The Garrett County Chamber of Commerce is advertising a 3-2-1 promotion for a spring visit to Deep Creek Lake. Stay three nights for the price of two plus one activity. The offers are valid only from April 1, 2012 - May 16, 2012, unless otherwise stated, are not valid with any other promotion or discount and are not retroactive. Visit www.visitdeepcreek.com for more information.
The Savage River Watershed Association (SRWA) is looking for adult volunteers to help plant red spruce trees this spring on Sunday April 15th from 1:00 pm to 4:00 pm and on Monday April 16th from 9:00 am to noon. Red spruce is being planted along high quality streams in the Savage River State Forest in an attempt to maintain conifer cover.
By shading streams evergreen trees such as hemlock, pine and spruce help keep water temperatures low, a critical factor for native brook trout survival. Unfortunately native hemlocks, Tsuga canadensis, are being killed by an exotic invasive insect called the Hemlock woolly adelgid. These native red spruce seedlings will ultimately fill in gaps where hemlock trees are lost.
This is the fourth year that SRWA has planted red spruce in the Savage River State Forest for a total of 4,000 trees to date. SRWA used money raised from native plant sales to purchase the 500 trees being planted this spring. Wade Dorsey, Savage River State Forest manager, is assisting with tools and logistics.

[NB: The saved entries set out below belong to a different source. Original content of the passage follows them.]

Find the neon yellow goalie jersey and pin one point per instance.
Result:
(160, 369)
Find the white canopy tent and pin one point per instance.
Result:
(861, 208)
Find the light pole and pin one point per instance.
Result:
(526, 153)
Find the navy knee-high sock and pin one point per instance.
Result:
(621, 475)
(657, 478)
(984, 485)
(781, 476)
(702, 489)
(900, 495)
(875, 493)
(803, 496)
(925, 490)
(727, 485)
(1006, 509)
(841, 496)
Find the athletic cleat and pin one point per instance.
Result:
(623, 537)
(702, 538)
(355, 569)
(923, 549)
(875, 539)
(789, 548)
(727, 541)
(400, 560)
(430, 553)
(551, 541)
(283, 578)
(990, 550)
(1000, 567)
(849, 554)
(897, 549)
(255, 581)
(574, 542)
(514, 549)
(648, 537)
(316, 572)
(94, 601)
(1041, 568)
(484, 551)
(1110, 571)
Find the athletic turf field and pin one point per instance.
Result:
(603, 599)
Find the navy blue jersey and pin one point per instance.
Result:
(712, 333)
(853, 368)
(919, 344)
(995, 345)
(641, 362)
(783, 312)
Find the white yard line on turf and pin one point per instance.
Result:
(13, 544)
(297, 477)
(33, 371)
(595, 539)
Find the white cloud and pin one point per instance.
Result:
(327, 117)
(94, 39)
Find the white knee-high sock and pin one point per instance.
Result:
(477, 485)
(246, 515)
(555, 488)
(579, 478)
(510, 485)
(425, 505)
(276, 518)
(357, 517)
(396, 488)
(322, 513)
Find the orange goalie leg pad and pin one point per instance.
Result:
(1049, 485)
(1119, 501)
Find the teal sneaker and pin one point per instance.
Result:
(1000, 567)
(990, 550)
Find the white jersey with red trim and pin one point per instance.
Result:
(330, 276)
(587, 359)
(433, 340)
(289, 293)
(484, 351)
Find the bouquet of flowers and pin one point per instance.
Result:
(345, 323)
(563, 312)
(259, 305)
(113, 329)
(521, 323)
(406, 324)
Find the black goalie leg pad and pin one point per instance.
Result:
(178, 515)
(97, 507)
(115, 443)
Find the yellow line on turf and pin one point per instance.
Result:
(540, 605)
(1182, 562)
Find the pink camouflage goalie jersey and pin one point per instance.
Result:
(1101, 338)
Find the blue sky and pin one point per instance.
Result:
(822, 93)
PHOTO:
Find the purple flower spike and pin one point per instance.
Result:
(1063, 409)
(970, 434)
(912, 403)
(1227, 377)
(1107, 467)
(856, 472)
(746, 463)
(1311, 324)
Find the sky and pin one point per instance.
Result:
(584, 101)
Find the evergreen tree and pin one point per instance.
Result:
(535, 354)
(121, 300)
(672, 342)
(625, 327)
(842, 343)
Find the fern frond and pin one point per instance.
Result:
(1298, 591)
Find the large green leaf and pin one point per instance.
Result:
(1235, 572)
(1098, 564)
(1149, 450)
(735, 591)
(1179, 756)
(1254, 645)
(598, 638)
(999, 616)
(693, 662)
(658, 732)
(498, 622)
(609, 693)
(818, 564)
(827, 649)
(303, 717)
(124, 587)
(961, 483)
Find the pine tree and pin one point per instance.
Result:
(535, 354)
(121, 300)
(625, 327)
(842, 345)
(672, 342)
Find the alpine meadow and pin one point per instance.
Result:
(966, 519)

Frostburg State University students from Dr. Sunshine Brosi’s Plant Taxonomy class will be assisting with additional plantings. Lowe’s Home Improvement of LaVale donated buckets for the planting project.
To volunteer, please contact Ron Boyer, SRWA red spruce planting coordinator, at 301-895-3686 or email@example.com For general information about SRWA contact SRWAdirector@gmail.com, visit www.SavageRiverWatershed.org or call 301-689-7156. SRWA is a non profit charitable organization. Donations may be sent to: Savage River Watershed Association, PO Box 355, Frostburg, MD 21532.
"Tsuga" unofficial mascot of the SRWA red spruce planting project, performs a quality control check on a recently planted red spruce.